1. Better tutorials (use images, make it shorter, mouse-over description of skills)
2. Item pop-up like for the weapons
3. Make possible items more clear (particle engine)
4. Fix the box puzzle.
5. Smooth out some controls issues (more mouse interaction like right-click to move, E to work as C/Enter key, etc)
(I've got about a half-page more from over the years)

Thanks to Drea I'm actually 2/3 done rewriting all the dialog in a better message system (and with actual terrible writing instead of what was in this one) and got some other features added (item pop-up and control changes).

This would have been the first time I've ever touched a project after it's completed, but this one was always odd in that some people either hated it beyond measure or loved it (Xchain wrote that FAQ and I ran across it by accident.)

What could possibly have spurred anyone to play this relic at this stage I'm not sure; you think it's worth finishing the revision?
WIP assigned it to me. And what WIP says, I does.
Also yes, if only a select few like something it it's usually a sign of a fault in the design since it's inaccessible to the general player-base for good reasons.

There are a lot of messy design choices in this game, there's a lot of room for improvement, I'm sorry that you spent 2 hours trying to solve that first puzzle, I went overboard ensuring each puzzle was insanely hard or frustrating instead of challenging.
DE
*click to edit*
1313
This is hilarious :D
Probably not for Brickroad; we've all played frustrating games before. At least he had a way to express how much it sucked. :)
The way you describe your frustration with the puzzles reminds me of the abysmal sliding puzzle in Silent Hill 5. I spent over a hour on it and got it out of sheer trial-and-error. Then I went online to read about how people had solved it in 5 minutes.

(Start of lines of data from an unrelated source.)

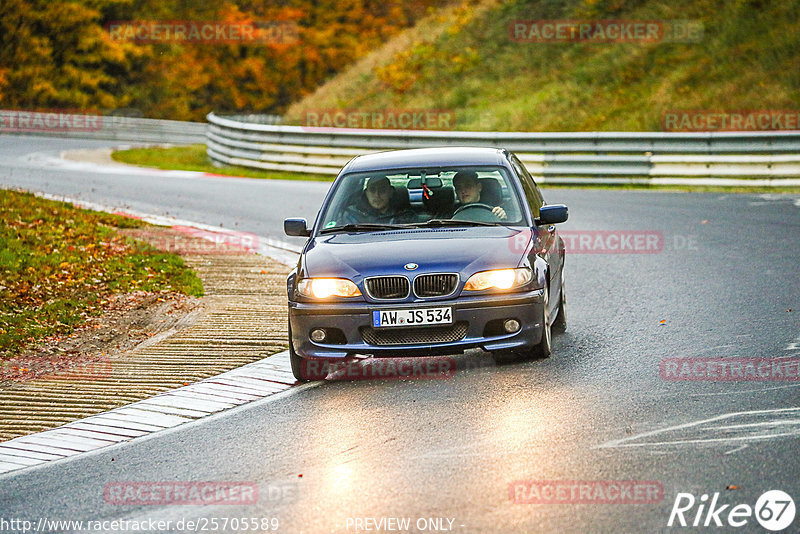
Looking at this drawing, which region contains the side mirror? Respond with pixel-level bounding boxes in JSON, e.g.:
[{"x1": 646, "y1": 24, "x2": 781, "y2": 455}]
[
  {"x1": 283, "y1": 219, "x2": 311, "y2": 237},
  {"x1": 535, "y1": 204, "x2": 569, "y2": 225}
]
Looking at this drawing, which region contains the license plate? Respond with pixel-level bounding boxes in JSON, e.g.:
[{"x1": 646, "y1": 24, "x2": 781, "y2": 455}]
[{"x1": 372, "y1": 307, "x2": 453, "y2": 328}]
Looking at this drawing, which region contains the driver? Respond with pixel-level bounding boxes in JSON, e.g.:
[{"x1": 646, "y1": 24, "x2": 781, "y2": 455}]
[
  {"x1": 342, "y1": 176, "x2": 404, "y2": 224},
  {"x1": 453, "y1": 171, "x2": 507, "y2": 221}
]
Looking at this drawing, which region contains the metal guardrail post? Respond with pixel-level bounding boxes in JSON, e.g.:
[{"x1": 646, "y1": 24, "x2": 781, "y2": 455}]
[{"x1": 206, "y1": 113, "x2": 800, "y2": 186}]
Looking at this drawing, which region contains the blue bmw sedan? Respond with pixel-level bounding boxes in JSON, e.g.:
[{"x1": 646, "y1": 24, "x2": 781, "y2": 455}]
[{"x1": 284, "y1": 147, "x2": 568, "y2": 381}]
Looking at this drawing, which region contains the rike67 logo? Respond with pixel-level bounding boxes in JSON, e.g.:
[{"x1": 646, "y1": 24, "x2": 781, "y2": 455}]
[{"x1": 667, "y1": 490, "x2": 796, "y2": 532}]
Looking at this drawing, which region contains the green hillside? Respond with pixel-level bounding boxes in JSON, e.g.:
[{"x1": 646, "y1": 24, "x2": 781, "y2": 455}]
[{"x1": 286, "y1": 0, "x2": 800, "y2": 131}]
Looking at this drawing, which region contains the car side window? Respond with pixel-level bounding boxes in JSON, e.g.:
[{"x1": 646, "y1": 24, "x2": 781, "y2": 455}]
[{"x1": 510, "y1": 155, "x2": 544, "y2": 218}]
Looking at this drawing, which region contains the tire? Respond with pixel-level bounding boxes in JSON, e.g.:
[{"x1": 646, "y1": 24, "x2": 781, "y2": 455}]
[
  {"x1": 289, "y1": 325, "x2": 328, "y2": 382},
  {"x1": 530, "y1": 285, "x2": 553, "y2": 358},
  {"x1": 553, "y1": 266, "x2": 567, "y2": 334}
]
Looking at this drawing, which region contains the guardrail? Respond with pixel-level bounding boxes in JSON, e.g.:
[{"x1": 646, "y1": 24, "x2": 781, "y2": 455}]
[
  {"x1": 206, "y1": 113, "x2": 800, "y2": 186},
  {"x1": 0, "y1": 110, "x2": 206, "y2": 144}
]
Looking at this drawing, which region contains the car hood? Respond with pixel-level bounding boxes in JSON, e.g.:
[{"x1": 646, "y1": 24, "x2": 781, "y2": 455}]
[{"x1": 301, "y1": 226, "x2": 531, "y2": 283}]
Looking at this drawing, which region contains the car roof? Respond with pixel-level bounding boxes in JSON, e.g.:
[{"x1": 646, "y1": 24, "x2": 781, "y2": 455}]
[{"x1": 342, "y1": 147, "x2": 505, "y2": 172}]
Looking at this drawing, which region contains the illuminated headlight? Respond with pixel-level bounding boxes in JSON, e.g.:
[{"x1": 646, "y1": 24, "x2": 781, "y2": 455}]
[
  {"x1": 297, "y1": 278, "x2": 361, "y2": 299},
  {"x1": 464, "y1": 267, "x2": 531, "y2": 291}
]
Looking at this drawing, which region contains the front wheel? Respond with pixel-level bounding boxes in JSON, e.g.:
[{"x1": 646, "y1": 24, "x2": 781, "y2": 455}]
[
  {"x1": 493, "y1": 286, "x2": 553, "y2": 363},
  {"x1": 531, "y1": 285, "x2": 553, "y2": 358},
  {"x1": 553, "y1": 267, "x2": 567, "y2": 333}
]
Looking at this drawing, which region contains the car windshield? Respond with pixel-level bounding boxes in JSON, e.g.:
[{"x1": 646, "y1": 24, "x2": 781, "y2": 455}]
[{"x1": 320, "y1": 167, "x2": 524, "y2": 233}]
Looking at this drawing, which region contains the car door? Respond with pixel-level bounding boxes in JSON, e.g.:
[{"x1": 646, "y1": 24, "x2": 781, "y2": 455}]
[{"x1": 510, "y1": 154, "x2": 563, "y2": 317}]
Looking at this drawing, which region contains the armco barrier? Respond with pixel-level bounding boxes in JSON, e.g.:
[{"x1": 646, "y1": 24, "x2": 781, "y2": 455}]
[
  {"x1": 0, "y1": 110, "x2": 206, "y2": 144},
  {"x1": 206, "y1": 113, "x2": 800, "y2": 186}
]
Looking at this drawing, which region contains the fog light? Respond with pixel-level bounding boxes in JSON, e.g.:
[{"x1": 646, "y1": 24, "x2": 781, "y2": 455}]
[{"x1": 311, "y1": 328, "x2": 325, "y2": 343}]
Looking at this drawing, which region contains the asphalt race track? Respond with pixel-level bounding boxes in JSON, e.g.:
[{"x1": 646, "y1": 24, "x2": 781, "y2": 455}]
[{"x1": 0, "y1": 135, "x2": 800, "y2": 533}]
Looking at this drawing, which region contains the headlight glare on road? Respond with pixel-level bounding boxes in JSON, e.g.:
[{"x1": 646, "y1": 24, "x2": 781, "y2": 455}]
[
  {"x1": 297, "y1": 278, "x2": 361, "y2": 299},
  {"x1": 464, "y1": 267, "x2": 531, "y2": 291}
]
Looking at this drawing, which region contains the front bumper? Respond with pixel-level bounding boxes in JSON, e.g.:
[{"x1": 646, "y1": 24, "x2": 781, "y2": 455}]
[{"x1": 289, "y1": 289, "x2": 544, "y2": 358}]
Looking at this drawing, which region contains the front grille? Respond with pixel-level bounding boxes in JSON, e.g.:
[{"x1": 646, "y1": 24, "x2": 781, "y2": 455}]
[
  {"x1": 414, "y1": 274, "x2": 458, "y2": 297},
  {"x1": 361, "y1": 321, "x2": 467, "y2": 345},
  {"x1": 365, "y1": 276, "x2": 410, "y2": 299}
]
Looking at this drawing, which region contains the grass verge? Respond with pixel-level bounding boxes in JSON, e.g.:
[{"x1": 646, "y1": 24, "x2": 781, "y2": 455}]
[
  {"x1": 111, "y1": 145, "x2": 334, "y2": 182},
  {"x1": 0, "y1": 190, "x2": 203, "y2": 359}
]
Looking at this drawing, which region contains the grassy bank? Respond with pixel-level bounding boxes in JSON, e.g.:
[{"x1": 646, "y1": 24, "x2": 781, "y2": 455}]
[
  {"x1": 0, "y1": 190, "x2": 203, "y2": 358},
  {"x1": 285, "y1": 0, "x2": 800, "y2": 131},
  {"x1": 111, "y1": 145, "x2": 334, "y2": 182}
]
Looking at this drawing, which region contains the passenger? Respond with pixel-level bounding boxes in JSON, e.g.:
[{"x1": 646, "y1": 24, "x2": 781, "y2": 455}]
[
  {"x1": 342, "y1": 176, "x2": 404, "y2": 224},
  {"x1": 453, "y1": 171, "x2": 507, "y2": 221}
]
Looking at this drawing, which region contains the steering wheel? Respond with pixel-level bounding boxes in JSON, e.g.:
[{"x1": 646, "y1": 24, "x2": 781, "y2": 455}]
[{"x1": 451, "y1": 202, "x2": 499, "y2": 222}]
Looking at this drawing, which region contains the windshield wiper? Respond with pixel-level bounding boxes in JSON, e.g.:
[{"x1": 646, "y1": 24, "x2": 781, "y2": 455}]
[
  {"x1": 319, "y1": 223, "x2": 412, "y2": 234},
  {"x1": 413, "y1": 219, "x2": 500, "y2": 228}
]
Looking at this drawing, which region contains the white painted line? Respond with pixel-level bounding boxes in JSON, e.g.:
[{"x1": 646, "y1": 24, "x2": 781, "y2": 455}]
[
  {"x1": 16, "y1": 434, "x2": 101, "y2": 452},
  {"x1": 206, "y1": 376, "x2": 289, "y2": 394},
  {"x1": 0, "y1": 462, "x2": 30, "y2": 473},
  {"x1": 0, "y1": 370, "x2": 324, "y2": 479},
  {"x1": 0, "y1": 453, "x2": 44, "y2": 467},
  {"x1": 130, "y1": 399, "x2": 214, "y2": 419},
  {"x1": 79, "y1": 418, "x2": 165, "y2": 433},
  {"x1": 136, "y1": 395, "x2": 235, "y2": 415},
  {"x1": 593, "y1": 408, "x2": 800, "y2": 449},
  {"x1": 31, "y1": 427, "x2": 120, "y2": 448},
  {"x1": 112, "y1": 403, "x2": 191, "y2": 428},
  {"x1": 0, "y1": 446, "x2": 64, "y2": 460},
  {"x1": 66, "y1": 421, "x2": 147, "y2": 438},
  {"x1": 236, "y1": 367, "x2": 296, "y2": 385},
  {"x1": 0, "y1": 352, "x2": 304, "y2": 473},
  {"x1": 198, "y1": 377, "x2": 280, "y2": 398},
  {"x1": 165, "y1": 388, "x2": 246, "y2": 410}
]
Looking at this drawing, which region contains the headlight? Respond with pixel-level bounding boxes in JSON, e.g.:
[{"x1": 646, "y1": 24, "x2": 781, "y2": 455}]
[
  {"x1": 464, "y1": 267, "x2": 531, "y2": 291},
  {"x1": 297, "y1": 278, "x2": 361, "y2": 299}
]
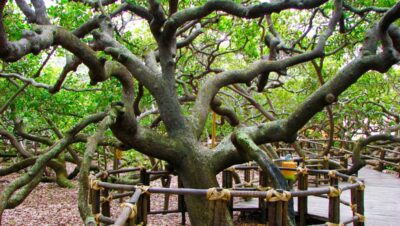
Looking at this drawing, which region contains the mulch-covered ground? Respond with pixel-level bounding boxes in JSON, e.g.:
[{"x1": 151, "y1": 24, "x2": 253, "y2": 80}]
[
  {"x1": 0, "y1": 170, "x2": 190, "y2": 226},
  {"x1": 0, "y1": 164, "x2": 266, "y2": 226}
]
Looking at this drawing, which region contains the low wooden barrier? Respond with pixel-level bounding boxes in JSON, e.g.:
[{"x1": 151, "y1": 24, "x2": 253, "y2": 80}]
[{"x1": 90, "y1": 165, "x2": 365, "y2": 226}]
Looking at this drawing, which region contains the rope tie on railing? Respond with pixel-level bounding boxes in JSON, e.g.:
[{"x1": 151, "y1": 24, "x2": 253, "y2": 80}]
[
  {"x1": 355, "y1": 213, "x2": 365, "y2": 222},
  {"x1": 256, "y1": 185, "x2": 271, "y2": 191},
  {"x1": 94, "y1": 213, "x2": 101, "y2": 225},
  {"x1": 325, "y1": 222, "x2": 344, "y2": 226},
  {"x1": 89, "y1": 175, "x2": 104, "y2": 191},
  {"x1": 347, "y1": 176, "x2": 357, "y2": 184},
  {"x1": 207, "y1": 188, "x2": 231, "y2": 201},
  {"x1": 265, "y1": 189, "x2": 292, "y2": 202},
  {"x1": 297, "y1": 167, "x2": 308, "y2": 175},
  {"x1": 136, "y1": 185, "x2": 150, "y2": 195},
  {"x1": 328, "y1": 186, "x2": 342, "y2": 197},
  {"x1": 357, "y1": 181, "x2": 365, "y2": 191},
  {"x1": 243, "y1": 181, "x2": 253, "y2": 187},
  {"x1": 121, "y1": 202, "x2": 137, "y2": 219},
  {"x1": 350, "y1": 204, "x2": 357, "y2": 213},
  {"x1": 225, "y1": 167, "x2": 236, "y2": 173},
  {"x1": 100, "y1": 195, "x2": 113, "y2": 203},
  {"x1": 328, "y1": 170, "x2": 337, "y2": 178},
  {"x1": 101, "y1": 171, "x2": 109, "y2": 179}
]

It was upsetting to say the least.

I actually managed to complete this game which is apparently quite an accomplishment (without the FAQ mind you). It definitely has some really great ideas later on. I especially enjoyed the boss battles which involved puzzles to solve. Unfortunately, I doubt many people will ever see the later stages of the game since the beginning is so difficult.
Obtuse actually is probably a better word to describe it.
Max McGee
with sorrow down past the fence
9159
This is the worst two hours I ever spent reading one review.

I feel like you could have said everything you said here in 1/1000 as many words.
Dude, Max, do you live for bashing Brickroad's reviews?

Seriously, I find it amazing that you can criticize the length of this review (which is actually quite humorous) when you were totally incapable of finishing a single damn one within the span of several months?
WIP
I'm not comfortable with any idea that can't be expressed in the form of men's jewelry
11363
Took you two hours to read that, huh...
Actually while it was quite long it gave a solid insight into each frustration he had, it was like a full review of a single terrible puzzle. Perhaps it'll be a new fad for reviews?
I got stuck on plenty of games at the first puzzle but I didn't consider reviewing them as you can't really say anything. This review just seems like what a beta tester would report back to the designer hence the "no score", probably.